O terceiro levou um saco de arroz. Além disso, levou feijão, farinha e macarrão. Sabia que se os pais não sobrevivessem aos tempos ruins o recém nascido teria as suas chances quase esgotadas, e dependia disso também, portanto. Sabia, ademais, que o preço dos alimentos tinha sofrido a quinta alta seguida no mesmo ano, que o salário mínimo não tinha aumentado e que isso não faria diferença para um casal de pais desempregados. O pai segurou o terceiro presente, e agradeceu. A mãe permitiu as terceiras lágrimas. A criança suspirou profundamente, sem acordar, em seu colo.
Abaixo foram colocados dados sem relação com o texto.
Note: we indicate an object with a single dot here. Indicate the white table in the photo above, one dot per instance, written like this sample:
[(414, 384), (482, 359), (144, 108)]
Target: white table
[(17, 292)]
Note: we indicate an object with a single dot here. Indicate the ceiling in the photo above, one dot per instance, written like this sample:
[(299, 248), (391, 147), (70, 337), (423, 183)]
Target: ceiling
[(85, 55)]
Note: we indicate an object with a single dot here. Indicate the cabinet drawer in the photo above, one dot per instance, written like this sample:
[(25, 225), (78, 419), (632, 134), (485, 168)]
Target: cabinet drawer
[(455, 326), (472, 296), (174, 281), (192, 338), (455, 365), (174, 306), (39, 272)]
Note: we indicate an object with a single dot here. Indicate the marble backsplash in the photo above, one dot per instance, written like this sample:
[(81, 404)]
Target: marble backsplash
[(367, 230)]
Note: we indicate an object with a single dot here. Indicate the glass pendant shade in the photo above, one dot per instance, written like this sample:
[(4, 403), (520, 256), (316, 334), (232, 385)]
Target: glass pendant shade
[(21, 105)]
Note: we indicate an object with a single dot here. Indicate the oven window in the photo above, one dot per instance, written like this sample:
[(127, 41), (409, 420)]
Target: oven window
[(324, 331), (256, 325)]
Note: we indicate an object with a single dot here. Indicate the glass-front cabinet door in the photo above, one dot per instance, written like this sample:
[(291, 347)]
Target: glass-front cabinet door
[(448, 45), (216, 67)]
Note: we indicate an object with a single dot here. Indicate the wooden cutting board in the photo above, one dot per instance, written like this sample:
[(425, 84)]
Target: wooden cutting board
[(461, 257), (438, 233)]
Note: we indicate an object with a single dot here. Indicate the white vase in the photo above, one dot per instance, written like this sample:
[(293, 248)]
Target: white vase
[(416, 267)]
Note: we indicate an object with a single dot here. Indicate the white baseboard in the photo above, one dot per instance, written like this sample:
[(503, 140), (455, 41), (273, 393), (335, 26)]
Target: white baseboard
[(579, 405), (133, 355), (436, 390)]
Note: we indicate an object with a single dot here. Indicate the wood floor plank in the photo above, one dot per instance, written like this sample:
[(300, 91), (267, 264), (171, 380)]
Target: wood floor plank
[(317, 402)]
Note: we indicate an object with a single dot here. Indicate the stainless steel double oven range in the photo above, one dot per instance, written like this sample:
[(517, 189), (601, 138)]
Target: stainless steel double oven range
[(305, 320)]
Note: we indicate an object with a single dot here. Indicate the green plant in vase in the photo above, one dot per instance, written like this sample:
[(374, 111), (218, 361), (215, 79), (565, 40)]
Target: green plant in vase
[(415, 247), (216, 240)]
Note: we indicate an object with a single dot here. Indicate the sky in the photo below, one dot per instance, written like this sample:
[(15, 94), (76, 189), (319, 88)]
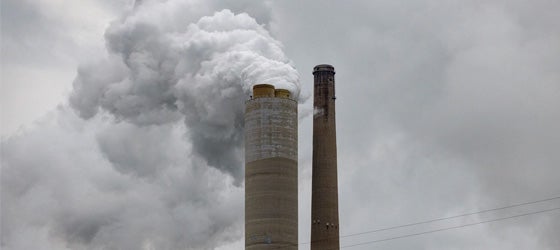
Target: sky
[(121, 121)]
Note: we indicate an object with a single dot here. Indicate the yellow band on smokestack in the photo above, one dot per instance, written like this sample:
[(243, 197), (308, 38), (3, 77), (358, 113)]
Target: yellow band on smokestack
[(282, 93), (263, 90)]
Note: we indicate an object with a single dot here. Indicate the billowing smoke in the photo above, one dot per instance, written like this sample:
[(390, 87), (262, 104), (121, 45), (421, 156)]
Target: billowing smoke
[(199, 72), (148, 155)]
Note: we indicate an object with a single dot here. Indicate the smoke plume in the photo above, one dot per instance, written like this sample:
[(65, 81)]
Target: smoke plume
[(148, 155), (200, 73)]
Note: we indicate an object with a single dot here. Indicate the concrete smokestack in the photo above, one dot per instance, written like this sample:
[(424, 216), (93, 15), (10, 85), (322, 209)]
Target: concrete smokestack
[(271, 198), (324, 192)]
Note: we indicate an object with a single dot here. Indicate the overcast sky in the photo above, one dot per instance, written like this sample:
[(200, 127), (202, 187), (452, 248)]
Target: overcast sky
[(121, 121)]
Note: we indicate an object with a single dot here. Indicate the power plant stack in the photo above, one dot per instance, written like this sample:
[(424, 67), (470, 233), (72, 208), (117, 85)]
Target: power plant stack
[(271, 198), (324, 190)]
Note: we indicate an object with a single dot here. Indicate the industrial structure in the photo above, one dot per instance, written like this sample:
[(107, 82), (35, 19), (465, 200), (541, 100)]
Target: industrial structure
[(324, 187), (271, 170)]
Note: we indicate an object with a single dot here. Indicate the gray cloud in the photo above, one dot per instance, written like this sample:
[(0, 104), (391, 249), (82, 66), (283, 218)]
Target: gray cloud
[(443, 108), (97, 184), (163, 70)]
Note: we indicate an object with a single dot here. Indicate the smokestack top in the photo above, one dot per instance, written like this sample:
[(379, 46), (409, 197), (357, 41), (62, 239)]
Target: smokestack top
[(323, 68), (267, 90)]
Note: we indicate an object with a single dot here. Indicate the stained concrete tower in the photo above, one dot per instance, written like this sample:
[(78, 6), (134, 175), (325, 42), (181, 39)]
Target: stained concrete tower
[(271, 198), (324, 192)]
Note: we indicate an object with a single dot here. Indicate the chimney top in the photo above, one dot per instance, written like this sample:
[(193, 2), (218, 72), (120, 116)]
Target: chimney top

O terceiro Rei sentiu a paz tomar-lhe o corpo, agradeceu pelo gesto que lhe fora permitido, e recolheu-se.
A mãe olhou para o filho, que dormia profundamente em seu colo, e sentiu-se apaixonar mais uma vez. Sabia, assim como os homens sábios e de bom coração, o imensurável valor que o menino deitado em seu colo possuía. Sabia da extensão de suas possibilidades em um universo que se abria à sua frente para um futuro imprevisível. Velava consigo o mistério que o cercava, pois sabia que não valia a pena gritar muda ao povo, pois poucos possuem a capacidade e a coragem de acreditar no poder que aquele possuía de mudar o mundo, pois ele era nada mais, nada menos do que uma criança.